1“Here liest thou, Hring, Lord of the Gauts,4
the most headstrong of human kind—
minded, to-morrow to murther thy son:
will this foul deed be told far and wide.
2“Hear thou Busla’s song5— ’t will be sung full soon;
so that it be heard the whole world about—
harmful to him who heareth it,
but fellest for him whom fain I would curse.
3“May wights be wildered, and wonders happen,
may cliffs be shattered and the world shaken,
may the weather worsen, and wonders happen,
p. 78 but thou, King Hring, forgive Herrauth,
 and eke to Bósi no ill threaten.
4“O’er thy chest such charms now chant I shall6
that evil asps shall eat thy heart,
that thy ears henceforth shall hear no more,
and thy seeing eyes leave their sockets,
 but thou with Bósi wilt bear, hereafter,
 nor harbor hate against Herrauth, either.

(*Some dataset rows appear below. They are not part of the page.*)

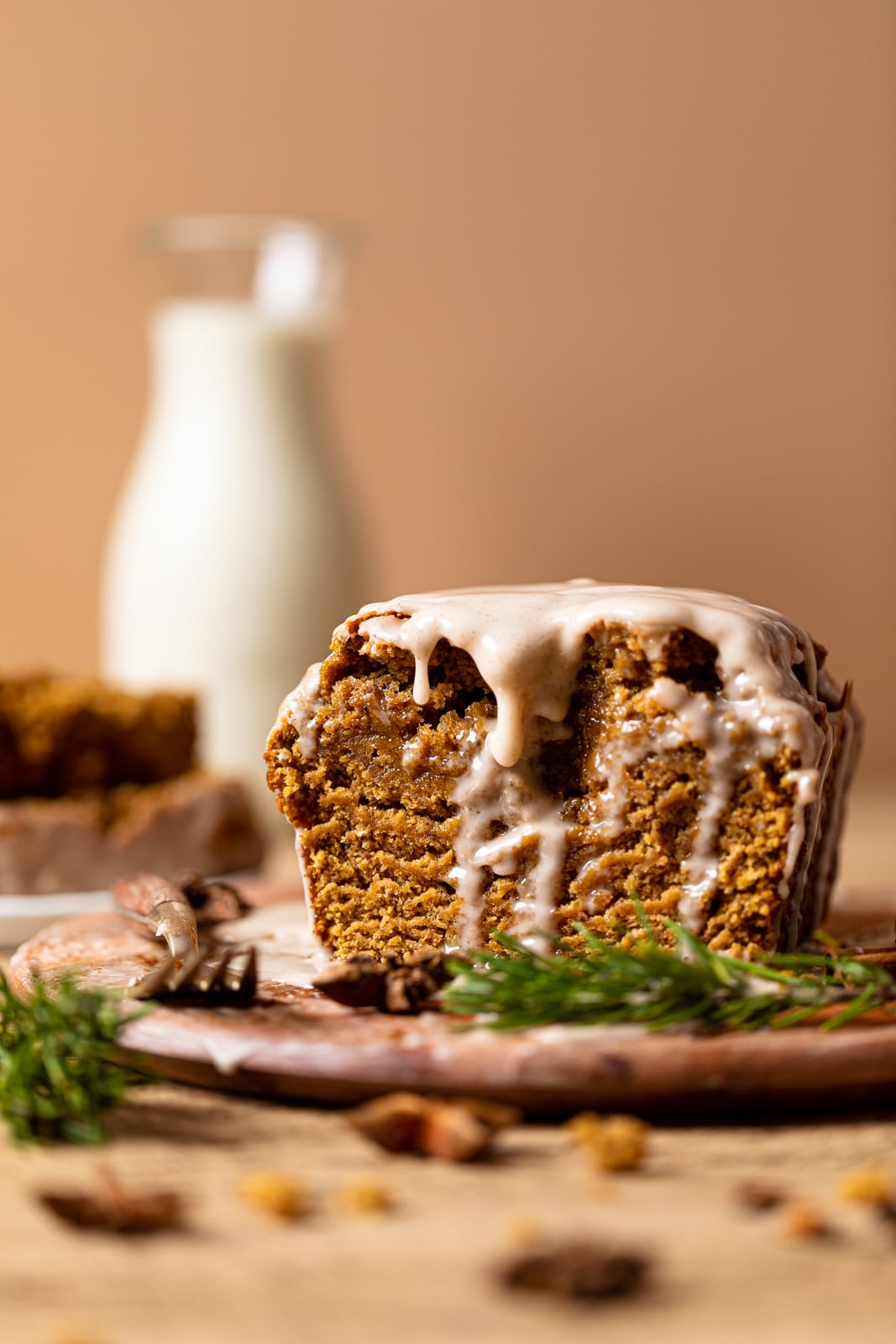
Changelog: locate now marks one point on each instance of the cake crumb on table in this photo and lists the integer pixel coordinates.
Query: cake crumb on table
(364, 1196)
(867, 1186)
(804, 1220)
(282, 1196)
(614, 1142)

5“If boat thou sailest, shall burst the ropes,
if boat thou steerest, shall break the tholepins7
shall the sail-cloth be slit and sag downward,
and all the tackle be torn asunder,
 but thou harbor no hate against Herrauth,
 and but thou with Bósi will bear hereafter.
6“Shall the reins ravel when thou ridest forth,
shall horses go halt, and nags be hamstrung8
shall both highways and bridle-paths
take thee where trolls may tear thee straightway,
 but thou with Bósi wilt bear hereafter,
 nor harbor hate against Herrauth, either.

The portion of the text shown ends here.